Research has found that experiencing a traumatic event at close quarters changes people’s political attitudes. However, in the case of the 2017 terrorist attack in Stockholm, proximity to the attack had no additional political significance. Research from the University of Gothenburg shows that Swedes’ attitudes toward terrorism-related questions were affected equally, regardless of whether they happened to be close to the attack.
On 7 April 2017, Rakhmat Akilov stole a truck and ran down multiple people on Drottninggatan, a street in central Stockholm. Five people died, fifteen were injured and many people witnessed the events. Akilov – a sympathiser of the terrorist organisation Islamic State (IS) – was later arrested and subsequently sentenced to life imprisonment for his actions.
In the case of terrorist attacks, it is common for a population to react by becoming more patriotic, more negative toward out-groups (such as immigrants), and stronger proponents of various types of security measures. There has been a consensus in the research literature that these types of changes in political attitudes are reinforced when people experience a terrorist attack personally – they hear screams and experience things that are assumed to also have an impact on their political attitudes.

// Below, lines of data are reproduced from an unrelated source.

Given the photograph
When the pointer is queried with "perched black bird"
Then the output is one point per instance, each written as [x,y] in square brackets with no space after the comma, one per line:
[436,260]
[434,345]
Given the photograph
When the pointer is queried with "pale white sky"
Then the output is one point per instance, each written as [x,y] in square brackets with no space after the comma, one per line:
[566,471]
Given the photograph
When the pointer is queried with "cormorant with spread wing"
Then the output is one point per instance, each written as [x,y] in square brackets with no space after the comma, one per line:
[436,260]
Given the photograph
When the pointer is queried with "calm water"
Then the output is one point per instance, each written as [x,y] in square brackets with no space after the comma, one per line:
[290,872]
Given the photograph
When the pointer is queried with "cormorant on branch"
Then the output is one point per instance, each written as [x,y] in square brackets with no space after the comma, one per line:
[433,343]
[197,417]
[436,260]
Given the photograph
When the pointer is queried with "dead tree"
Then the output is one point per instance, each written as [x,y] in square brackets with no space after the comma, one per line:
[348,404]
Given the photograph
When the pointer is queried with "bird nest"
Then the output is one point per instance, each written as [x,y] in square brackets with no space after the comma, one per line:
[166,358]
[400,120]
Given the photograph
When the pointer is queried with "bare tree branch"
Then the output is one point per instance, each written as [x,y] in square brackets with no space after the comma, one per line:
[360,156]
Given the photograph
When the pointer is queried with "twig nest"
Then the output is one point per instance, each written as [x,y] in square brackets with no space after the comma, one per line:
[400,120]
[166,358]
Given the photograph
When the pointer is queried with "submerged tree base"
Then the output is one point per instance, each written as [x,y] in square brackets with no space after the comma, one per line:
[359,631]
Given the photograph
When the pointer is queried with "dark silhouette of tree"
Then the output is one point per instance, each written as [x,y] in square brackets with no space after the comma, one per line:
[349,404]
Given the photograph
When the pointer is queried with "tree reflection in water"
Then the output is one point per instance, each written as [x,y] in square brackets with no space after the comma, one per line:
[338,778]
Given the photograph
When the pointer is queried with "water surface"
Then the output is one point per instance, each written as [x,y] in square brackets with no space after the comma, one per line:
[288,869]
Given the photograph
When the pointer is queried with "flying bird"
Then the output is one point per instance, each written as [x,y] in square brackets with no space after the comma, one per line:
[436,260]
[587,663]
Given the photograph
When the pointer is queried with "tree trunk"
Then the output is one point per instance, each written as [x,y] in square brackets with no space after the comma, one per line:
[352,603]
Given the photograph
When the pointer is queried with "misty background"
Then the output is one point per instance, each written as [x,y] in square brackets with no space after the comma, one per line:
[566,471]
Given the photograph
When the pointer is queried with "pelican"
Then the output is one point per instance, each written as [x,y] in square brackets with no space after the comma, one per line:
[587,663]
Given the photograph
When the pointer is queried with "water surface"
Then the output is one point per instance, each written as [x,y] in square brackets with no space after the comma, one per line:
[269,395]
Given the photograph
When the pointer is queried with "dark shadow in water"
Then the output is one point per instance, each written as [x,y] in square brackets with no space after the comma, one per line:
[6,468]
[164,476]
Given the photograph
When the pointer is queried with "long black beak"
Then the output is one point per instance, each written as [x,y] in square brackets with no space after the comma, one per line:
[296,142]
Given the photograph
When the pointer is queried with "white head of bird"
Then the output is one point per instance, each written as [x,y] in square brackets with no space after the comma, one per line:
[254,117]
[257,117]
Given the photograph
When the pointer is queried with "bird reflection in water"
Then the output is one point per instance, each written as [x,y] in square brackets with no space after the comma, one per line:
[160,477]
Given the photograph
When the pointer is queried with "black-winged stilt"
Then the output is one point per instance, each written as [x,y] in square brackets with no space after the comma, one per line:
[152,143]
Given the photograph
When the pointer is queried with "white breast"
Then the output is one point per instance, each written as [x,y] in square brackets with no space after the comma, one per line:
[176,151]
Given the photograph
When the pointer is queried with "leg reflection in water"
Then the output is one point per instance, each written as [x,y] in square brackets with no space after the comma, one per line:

Researchers refer to this reinforcement as “vividness”. This assumption has gained widespread acceptance among researchers, but it has not been fully tested empirically until now.
“We need before and after surveys from a sufficient number of people who were caught up in a truly dramatic event to be able to measure this. This is not something that can be done experimentally,” says Jacob Sohlberg, a researcher in political science.
Together with his political scientist colleague Mattias Agerberg, he has investigated whether people who were either on or in the vicinity of Drottninggatan during the attack and who saw, heard or in some other way experienced the events of that day changed their political attitudes more than people who were elsewhere in Sweden.
The study is based on data from the Swedish Citizen Panel. The researchers looked into several different questions related to terrorism and politics, such as national identification, confidence in the Riksdag (the Swedish parliament) and the Swedish Government, whether Swedes believe that Muslims are a threat, attitudes toward immigrants and views on questions related to security and surveillance.
When the attack occurred in 2017, there was a previous survey wave available. Since a number of the respondents included in the Swedish Citizen Panel were in the vicinity of Drottninggatan during the terrorist attack, it was also possible to carry out a survey right after the events. The results of the study indicate that previous theoretical explanations linking the experience of a traumatic event with changes in political views have been exaggerated.
“Although people who were in the vicinity of Drottninggatan were much more affected, they did not change their views on terrorism-related questions any more than Swedesin general. Just because you experience trauma does not mean you change your fundamental attitudes or worldview,” says Mattias Agerberg.
The study therefore challenges the vividness assumption and makes an important theoretical contribution to research on terrorist attacks. At the same time, the study confirms that Swedes – regardless of where they happened to be – reacted in more or less the same way as people in other countries during similar events. For example, Swedes subsequently became more patriotic in their outlook.